Empty is the new full

May 23, 2012 | spirituality

I can always tell when 6-year-old Chiara has had enough, or too much. She hangs onto my waist, cries at the drop of a hat, and, in the ultimate role-reversal, tells me she thinks she needs to go to bed rather than watch a TV show. You don’t have to be a parenting genius to figure out that her day was just too full.

Chiara needs her down time, even just an hour or so after school when there’s nothing to do but draw on the driveway with chalk, or swing toward the heavens in the backyard, or serve out some plastic ice cream in the play kitchen. She loves her dance classes and her Daisy troop and her karate, but when she gets a week where every afternoon is occupied, and maybe even a few evenings, the edges of her typically sweet demeanor start to fray. So why is it so surprising when the same thing happens to us as adults?

We go, go, go, always thinking we need to be doing at least two things at once, feeling like any downtime is a sign of laziness or, at the very least, serious lack of motivation. Even when we finally do sit down to “relax,” most of us bring along the laptop or iPod, the newspaper or crossword puzzle, a stack of bills or a work project.

When I recently finished one book manuscript only to begin another the very next morning, I found myself in the unlikely position of having nothing to say. I stared at my computer, not just for an hour but for a few days. The problem was not that I didn’t know what to write; I just couldn’t access it. It was buried too far below all the stress from the previous weeks. I had emptied myself out during the writing of one book, but I never filled myself back up before starting the next. I secretly wished I could just lean against the nearest person, à la Chiara, and whimper until someone made me a cup of cocoa and read me a book.

The emptiness I felt wasn’t just a professional emptiness either; it was a total emptiness. I felt physically drained and spiritually blank. I would sit in church and wait to feel something, anything, but I just didn’t have the emotional energy to get involved. In my heart I knew what I needed was a retreat, but my schedule – not to mention a silent retreat only six months ago – made that option unlikely. Rather than realize I needed to create a mini-retreat experience right here at home, I plodded along, trying to force my way back to normalcy despite everything that was screaming at me to find some chalk and just start doodling on the driveway, or some other equally silly but satisfying activity.
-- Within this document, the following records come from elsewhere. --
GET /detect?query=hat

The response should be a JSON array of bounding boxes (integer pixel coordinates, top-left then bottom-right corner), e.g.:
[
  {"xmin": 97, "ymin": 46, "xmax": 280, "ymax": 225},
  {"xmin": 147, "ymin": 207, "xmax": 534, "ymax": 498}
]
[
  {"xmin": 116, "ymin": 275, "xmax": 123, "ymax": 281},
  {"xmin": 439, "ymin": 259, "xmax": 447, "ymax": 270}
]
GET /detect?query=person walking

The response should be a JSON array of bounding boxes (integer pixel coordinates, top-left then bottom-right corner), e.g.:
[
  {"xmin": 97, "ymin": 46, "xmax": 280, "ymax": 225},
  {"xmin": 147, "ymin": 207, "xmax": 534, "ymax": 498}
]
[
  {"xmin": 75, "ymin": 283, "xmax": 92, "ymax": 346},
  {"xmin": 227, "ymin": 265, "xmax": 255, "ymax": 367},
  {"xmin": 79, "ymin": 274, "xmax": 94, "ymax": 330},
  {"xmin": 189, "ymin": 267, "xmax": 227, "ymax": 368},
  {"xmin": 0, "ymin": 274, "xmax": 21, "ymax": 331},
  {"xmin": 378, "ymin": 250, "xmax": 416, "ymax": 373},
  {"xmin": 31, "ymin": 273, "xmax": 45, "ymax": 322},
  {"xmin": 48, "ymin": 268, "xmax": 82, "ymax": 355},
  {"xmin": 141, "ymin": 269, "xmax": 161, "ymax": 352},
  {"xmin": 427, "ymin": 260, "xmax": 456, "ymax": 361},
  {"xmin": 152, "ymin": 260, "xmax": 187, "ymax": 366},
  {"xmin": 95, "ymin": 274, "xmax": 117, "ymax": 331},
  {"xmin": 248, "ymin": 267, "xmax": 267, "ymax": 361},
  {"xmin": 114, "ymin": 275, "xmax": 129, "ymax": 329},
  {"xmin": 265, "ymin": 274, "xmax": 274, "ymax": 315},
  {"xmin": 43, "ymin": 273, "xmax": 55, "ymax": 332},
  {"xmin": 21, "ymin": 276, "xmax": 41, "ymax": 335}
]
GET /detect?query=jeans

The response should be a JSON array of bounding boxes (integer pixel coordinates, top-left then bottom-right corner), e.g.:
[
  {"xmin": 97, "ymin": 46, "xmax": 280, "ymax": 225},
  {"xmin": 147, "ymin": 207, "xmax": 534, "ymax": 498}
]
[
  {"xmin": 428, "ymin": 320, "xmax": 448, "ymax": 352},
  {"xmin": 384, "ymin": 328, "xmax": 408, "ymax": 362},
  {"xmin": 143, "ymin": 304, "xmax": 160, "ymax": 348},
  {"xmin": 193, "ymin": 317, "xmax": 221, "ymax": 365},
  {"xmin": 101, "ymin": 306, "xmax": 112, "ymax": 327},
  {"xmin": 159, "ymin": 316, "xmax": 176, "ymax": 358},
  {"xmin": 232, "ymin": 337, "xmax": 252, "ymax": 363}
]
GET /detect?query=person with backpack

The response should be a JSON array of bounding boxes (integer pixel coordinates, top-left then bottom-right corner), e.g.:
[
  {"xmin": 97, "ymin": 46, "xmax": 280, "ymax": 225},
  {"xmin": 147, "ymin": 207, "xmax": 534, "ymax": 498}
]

If we want to move forward in anything – professional life, family life, prayer life – we have to carve out time to be present in a moment, to do something totally unproductive and not feel an ounce of guilt, to act like a 6-year-old and maybe even whine and plead until we get that moment of pure joy we desire (and deserve).

As a retreat director of mine once said, “You are a human being, not a human doing.” Too often we forget that and lose sight of what it means to stop everything and just be.

I recently was doing a creative exercise that suggested I make a collage one day and write a poem the next. At first I scoffed, but then I went against my “better” (aka type-A) judgment and did it. Both my collage and my poem are now hanging where I can see them as I write, reminders that it’s necessary to take time out to recharge and relax.

Fly a kite, hike in the woods, cut up an old magazine and make your own collage. Find one hour to revel in doing nothing, and rediscover the joy of what it means to be a human being.